NIST 800-53 Rev 5 AC-2(1) (Account Management | Automated System Account Management) requires automated mechanisms to support account management functions. Manual service account management doesn't scale and creates gaps like the one TeamPCP exploited.
NIST CSF v2.0 PR.AC-1 (Identities and credentials are issued, managed, verified, revoked, and audited) applies directly to CI/CD service accounts. You need automated tracking of when credentials were created, last used, and by which systems.
Lessons and Action Items for Your Team
Implement short-lived tokens for CI/CD: Replace long-lived service account credentials with tokens that expire after hours, not months. GitHub supports OpenID Connect (OIDC) tokens that allow workflows to authenticate without storing secrets. Configure your workflows to request tokens scoped to specific repositories and actions.
Require workflow approval for changes: Enable branch protection rules that require pull request reviews before workflow files can be modified. Treat .github/workflows/ changes with the same scrutiny as production code.
Monitor CI egress traffic: Deploy network monitoring that alerts on any data transmission from CI runners to external domains. Whitelist known-good destinations (package registries, artifact stores) and investigate everything else. The checkmarx[.]zone domain should have triggered an alert for being unrecognized.
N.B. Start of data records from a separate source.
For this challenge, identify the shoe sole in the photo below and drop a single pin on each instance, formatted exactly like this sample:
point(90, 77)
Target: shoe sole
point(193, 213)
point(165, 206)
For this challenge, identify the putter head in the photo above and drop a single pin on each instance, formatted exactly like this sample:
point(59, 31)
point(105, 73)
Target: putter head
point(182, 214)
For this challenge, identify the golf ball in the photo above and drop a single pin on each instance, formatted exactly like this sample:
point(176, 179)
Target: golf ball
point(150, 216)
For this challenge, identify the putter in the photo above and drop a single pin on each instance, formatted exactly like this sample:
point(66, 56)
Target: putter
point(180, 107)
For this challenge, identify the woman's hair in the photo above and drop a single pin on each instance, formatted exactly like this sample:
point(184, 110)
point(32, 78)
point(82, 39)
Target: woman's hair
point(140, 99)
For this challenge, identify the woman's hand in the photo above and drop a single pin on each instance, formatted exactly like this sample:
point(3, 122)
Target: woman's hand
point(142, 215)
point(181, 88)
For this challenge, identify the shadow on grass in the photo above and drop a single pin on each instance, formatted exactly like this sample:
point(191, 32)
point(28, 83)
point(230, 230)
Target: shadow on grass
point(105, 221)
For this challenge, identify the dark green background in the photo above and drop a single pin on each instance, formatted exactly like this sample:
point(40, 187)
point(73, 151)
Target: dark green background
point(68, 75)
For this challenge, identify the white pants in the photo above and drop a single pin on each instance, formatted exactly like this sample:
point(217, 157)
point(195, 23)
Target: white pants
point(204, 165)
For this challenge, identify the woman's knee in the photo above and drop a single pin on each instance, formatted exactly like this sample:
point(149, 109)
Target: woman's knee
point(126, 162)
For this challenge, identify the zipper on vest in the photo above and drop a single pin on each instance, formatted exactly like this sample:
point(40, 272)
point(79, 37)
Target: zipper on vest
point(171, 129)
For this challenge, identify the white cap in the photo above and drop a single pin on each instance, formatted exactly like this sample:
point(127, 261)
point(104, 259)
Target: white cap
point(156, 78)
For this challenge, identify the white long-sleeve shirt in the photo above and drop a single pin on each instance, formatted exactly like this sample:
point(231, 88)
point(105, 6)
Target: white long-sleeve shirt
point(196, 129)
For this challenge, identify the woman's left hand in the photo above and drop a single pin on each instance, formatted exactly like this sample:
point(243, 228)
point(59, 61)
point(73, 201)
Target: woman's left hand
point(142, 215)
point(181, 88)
Scope secrets to specific workflow steps: Don't expose secrets as environment variables to entire jobs. Use GitHub's secrets context to pass credentials only to the steps that need them. If a step doesn't require AWS credentials, it shouldn't have access to them.
Audit service account activity weekly: Generate reports showing which service accounts accessed which secrets, from which IP addresses, and during which workflow runs. Anomalies like off-hours access or geographic inconsistencies warrant immediate investigation.
Rotate credentials on a fixed schedule: Even with short-lived tokens, rotate the underlying credentials used to generate them. Document the rotation date for each service account and automate reminders when rotation is overdue.
Deploy runtime security for CI runners: Install agents on your CI runners that detect unusual process execution, file access, or network connections. TeamPCP's tpcp.tar.gz creation and exfiltration should have triggered alerts for unexpected archive operations.
Test your incident response for CI compromises: Run a tabletop exercise where you assume a service account is compromised. How quickly can you revoke its access? Can you identify which builds ran with the compromised credential? Do you have logs showing what data was accessible?
TeamPCP's success against both Checkmarx and Trivy proves that CI/CD credential theft is a repeatable, high-value attack vector. Your service accounts are targets. Treat them accordingly.